From the Editor: Several of the pieces in this issue address our current efforts to increase opportunities for the next generation of blind people. The following article, reprinted from the August 1989 Braille Monitor, demonstrates that we have long been mindful of the value of youth outreach (even before it became fashionable) as a means of building our organization and strengthening blind people with a philosophy that promotes self-respect and self-confidence. In this spirit we reprint Dr. Kenneth Jernigan's introduction and nine-year-old Jason Ewell and thirteen-year-old Michael Leiterman’s letter reflecting emerging personalities dedicated to collective action, strong advocacy, and simple justice. The NFB’s influence in Jason's life has definitely yielded direct benefits for our movement. Today Jason applies his intellect, passion, and expertise to the work of the Federation as a staff member in the Affiliate Action Department of our national office. Mike is a patent attorney practicing and living in northern Virginia. Here is the story:
From the Editor: When does a person become mature? At what age does he or she become responsible for helping make the world better, not only for himself or herself but also for others? More to the point (at least, for purposes of this discussion) how old must an individual be to become (in the active, full sense of the word) a Federationist? How about thirteen? What about nine? The associate editor and I recently received a letter from two students at the Ohio State School for the Blind, which helped me answer the question. I found the letter both delightful and heart-warming. I also found it instructive, for it told me that our message and philosophy are beginning to permeate every segment of the blind population--children, adults, and the elderly; the rich and the poor; the educated and the illiterate. It renewed my faith in the ability of people to act in their own enlightened self-interest and to do it collectively. It underscored something which, at the core of my being, I have never doubted--that the future of the National Federation of the Blind is going to be all right. Even now the leaders of the fourth generation are developing and reaching for maturity. They are learning their Federation philosophy at an early age and living it on a daily basis. Read the letter from the students at the Ohio State School for the Blind, and you will see what I mean. Here it is:
April 20, 1989
Dear Dr. Jernigan and Mrs. Pierce:
Our names are Jason Ewell (age nine) and Mike Leiterman (age thirteen), and we wish to tell you about our coalition--the Student Alliance Coalition (SAC) at the Ohio State School for the Blind. Our committee grew out of a minor student concern, which was soon put on the back burner for a major issue. Therefore we are writing to tell you about our efforts over the past year concerning totally blind students being discriminated against as dining room workers.

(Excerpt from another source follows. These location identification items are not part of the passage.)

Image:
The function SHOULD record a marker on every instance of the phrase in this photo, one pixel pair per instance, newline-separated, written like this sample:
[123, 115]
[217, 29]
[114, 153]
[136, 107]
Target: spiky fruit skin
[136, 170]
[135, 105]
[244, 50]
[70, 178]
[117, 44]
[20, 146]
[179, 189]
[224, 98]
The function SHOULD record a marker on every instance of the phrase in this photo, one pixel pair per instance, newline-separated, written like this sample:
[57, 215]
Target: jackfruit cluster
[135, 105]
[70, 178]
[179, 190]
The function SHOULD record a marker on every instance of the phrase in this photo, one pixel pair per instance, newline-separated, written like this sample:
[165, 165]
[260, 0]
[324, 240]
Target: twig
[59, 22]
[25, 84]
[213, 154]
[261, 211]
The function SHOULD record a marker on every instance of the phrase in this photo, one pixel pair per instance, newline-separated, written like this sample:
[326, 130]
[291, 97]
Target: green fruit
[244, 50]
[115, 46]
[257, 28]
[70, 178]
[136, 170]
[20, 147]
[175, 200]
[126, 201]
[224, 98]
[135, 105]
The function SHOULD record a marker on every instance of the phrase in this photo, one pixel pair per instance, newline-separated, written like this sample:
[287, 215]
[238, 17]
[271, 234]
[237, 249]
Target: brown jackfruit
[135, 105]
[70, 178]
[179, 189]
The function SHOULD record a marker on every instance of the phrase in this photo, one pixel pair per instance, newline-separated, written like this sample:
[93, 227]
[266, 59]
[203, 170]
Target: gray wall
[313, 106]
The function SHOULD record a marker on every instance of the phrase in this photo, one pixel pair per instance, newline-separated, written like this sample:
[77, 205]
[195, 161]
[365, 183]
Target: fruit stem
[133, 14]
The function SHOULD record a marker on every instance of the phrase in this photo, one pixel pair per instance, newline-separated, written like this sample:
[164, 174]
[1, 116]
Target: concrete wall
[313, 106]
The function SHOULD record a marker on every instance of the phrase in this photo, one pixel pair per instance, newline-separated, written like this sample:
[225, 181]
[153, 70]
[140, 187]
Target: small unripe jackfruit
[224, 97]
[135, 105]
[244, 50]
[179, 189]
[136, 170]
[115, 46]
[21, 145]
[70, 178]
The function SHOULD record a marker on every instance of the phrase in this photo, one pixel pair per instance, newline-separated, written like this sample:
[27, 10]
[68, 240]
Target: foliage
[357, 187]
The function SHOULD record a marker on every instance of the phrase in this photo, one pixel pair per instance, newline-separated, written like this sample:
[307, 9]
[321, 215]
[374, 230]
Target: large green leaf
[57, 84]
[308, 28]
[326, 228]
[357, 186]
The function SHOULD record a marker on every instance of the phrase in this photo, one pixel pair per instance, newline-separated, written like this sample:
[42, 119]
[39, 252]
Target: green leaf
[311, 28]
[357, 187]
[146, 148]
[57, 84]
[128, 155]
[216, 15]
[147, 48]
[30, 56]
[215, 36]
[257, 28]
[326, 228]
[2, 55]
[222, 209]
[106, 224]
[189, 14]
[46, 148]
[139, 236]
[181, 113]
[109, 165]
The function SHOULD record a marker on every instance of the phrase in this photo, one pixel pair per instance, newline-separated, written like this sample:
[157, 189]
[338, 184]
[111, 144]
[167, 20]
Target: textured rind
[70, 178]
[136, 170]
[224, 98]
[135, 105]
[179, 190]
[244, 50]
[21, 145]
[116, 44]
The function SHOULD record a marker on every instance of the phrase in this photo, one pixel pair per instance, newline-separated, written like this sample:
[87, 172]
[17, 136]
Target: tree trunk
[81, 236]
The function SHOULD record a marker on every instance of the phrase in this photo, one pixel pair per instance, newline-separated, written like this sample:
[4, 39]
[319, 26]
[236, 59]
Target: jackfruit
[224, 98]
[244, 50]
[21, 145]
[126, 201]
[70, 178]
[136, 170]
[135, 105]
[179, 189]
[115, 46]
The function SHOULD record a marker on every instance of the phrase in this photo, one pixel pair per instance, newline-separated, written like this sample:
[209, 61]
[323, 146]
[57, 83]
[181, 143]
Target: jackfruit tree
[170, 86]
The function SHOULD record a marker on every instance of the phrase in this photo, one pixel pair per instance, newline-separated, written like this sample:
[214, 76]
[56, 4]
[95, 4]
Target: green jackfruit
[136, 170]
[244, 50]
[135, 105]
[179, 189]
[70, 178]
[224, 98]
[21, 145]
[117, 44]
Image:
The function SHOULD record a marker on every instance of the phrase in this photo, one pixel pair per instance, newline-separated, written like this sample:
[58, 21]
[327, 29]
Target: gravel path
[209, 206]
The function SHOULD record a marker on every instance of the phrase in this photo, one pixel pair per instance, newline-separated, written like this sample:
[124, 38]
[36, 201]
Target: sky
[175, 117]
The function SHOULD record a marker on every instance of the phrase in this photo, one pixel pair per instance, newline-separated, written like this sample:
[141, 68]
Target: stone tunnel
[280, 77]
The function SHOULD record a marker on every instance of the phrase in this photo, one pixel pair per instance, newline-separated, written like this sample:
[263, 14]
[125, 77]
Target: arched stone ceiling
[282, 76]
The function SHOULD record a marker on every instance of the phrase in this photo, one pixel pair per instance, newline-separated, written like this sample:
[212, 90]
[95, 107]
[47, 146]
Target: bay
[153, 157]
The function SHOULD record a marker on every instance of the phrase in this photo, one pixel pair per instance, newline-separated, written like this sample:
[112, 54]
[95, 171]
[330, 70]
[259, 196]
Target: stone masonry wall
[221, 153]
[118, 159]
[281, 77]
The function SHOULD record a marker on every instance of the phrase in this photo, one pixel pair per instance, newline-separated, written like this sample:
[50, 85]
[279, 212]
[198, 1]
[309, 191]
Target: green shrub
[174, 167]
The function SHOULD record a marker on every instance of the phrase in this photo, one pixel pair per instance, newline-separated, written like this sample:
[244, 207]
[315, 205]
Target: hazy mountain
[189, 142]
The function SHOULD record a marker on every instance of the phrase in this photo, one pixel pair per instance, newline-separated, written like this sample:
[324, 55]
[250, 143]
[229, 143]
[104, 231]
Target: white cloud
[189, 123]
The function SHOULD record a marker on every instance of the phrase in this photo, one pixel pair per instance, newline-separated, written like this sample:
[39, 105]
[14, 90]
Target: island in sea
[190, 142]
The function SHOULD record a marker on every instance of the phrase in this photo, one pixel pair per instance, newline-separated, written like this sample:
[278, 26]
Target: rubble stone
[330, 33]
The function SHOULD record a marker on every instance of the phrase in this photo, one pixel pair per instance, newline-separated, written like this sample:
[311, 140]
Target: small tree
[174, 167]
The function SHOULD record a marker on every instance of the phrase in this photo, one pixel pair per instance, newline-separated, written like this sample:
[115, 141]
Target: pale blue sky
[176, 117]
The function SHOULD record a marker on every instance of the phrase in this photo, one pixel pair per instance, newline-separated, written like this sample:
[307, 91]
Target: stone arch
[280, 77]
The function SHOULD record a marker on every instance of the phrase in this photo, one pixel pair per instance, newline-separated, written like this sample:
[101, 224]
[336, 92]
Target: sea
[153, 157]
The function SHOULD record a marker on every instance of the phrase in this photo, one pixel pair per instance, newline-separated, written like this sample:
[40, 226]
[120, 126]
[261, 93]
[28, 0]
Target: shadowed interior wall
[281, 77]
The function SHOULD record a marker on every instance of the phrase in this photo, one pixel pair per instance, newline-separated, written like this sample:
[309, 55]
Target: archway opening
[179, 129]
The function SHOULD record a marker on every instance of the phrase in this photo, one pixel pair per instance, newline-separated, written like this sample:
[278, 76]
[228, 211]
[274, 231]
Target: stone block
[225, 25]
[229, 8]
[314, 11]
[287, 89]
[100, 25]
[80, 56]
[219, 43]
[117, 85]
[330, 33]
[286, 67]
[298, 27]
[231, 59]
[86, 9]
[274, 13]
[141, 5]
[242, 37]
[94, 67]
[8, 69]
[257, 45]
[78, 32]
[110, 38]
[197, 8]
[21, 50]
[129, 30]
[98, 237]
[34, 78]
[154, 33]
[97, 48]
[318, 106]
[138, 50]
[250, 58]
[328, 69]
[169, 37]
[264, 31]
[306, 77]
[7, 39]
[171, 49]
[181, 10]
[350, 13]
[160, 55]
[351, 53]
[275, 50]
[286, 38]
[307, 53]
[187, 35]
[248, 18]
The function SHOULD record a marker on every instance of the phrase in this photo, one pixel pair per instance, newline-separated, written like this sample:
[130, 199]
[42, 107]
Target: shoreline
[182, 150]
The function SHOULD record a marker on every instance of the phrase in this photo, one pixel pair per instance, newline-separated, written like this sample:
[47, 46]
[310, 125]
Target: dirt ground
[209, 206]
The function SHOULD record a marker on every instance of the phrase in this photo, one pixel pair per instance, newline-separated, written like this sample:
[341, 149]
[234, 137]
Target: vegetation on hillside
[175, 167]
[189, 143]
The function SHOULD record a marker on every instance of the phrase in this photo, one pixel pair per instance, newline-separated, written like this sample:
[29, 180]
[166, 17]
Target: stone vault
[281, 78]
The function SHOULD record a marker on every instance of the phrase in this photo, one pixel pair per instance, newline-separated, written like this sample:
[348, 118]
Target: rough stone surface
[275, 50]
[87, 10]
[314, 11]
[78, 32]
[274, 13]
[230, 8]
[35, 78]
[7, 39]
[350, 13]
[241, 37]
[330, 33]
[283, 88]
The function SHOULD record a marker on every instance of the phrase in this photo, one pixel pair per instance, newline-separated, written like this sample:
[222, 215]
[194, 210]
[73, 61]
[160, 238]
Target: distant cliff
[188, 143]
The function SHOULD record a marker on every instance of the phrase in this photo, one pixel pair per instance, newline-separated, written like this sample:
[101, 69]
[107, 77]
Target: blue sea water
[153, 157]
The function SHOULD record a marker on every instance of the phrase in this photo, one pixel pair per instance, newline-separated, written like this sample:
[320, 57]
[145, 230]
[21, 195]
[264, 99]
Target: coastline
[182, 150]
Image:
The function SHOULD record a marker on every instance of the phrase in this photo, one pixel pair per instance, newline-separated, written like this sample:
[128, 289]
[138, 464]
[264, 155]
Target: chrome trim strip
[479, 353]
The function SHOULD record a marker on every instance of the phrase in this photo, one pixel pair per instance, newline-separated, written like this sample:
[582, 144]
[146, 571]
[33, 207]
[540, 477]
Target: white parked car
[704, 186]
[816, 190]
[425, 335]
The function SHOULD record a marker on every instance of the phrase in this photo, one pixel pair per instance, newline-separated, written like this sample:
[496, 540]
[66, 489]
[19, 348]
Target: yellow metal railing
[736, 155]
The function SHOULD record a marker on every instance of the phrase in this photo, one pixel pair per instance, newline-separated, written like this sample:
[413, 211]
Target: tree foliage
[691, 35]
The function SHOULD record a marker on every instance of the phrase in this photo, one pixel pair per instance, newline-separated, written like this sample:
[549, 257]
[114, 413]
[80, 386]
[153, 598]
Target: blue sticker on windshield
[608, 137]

This policy is unjust because only students with high residual vision have been allowed to hold these positions. Collectively we decided to approach the administrator of residential services to share this concern because she oversees the dining room staff and, if persuaded, could use her authority to aid us. We shared with her our belief that our school should be a discriminatory-free environment, in which we could learn by trying as many things as we wished to attempt. She appreciated our honesty and position. Likewise she thought that other students should follow our example here at the OSSB. Dorm Council was started. Every two weeks we meet for around an hour or so to discuss issues which arise out of living in a residential setting. The dietitian, who acts as immediate supervisor over the dining room staff, came to one of our meetings and agreed to help by restructuring the hiring policy and developing a more efficient training program for all who wish to apply. Weekends and daily after school have been designated as periods for the training sessions.
At this time those interested seem to be satisfied with this new procedure. We feel glad that we were able to work together to end this problem. Even though this issue really only directly pertains to the totally blind, we felt it necessary that those with residual vision be active participants because what affects one of us, affects us all.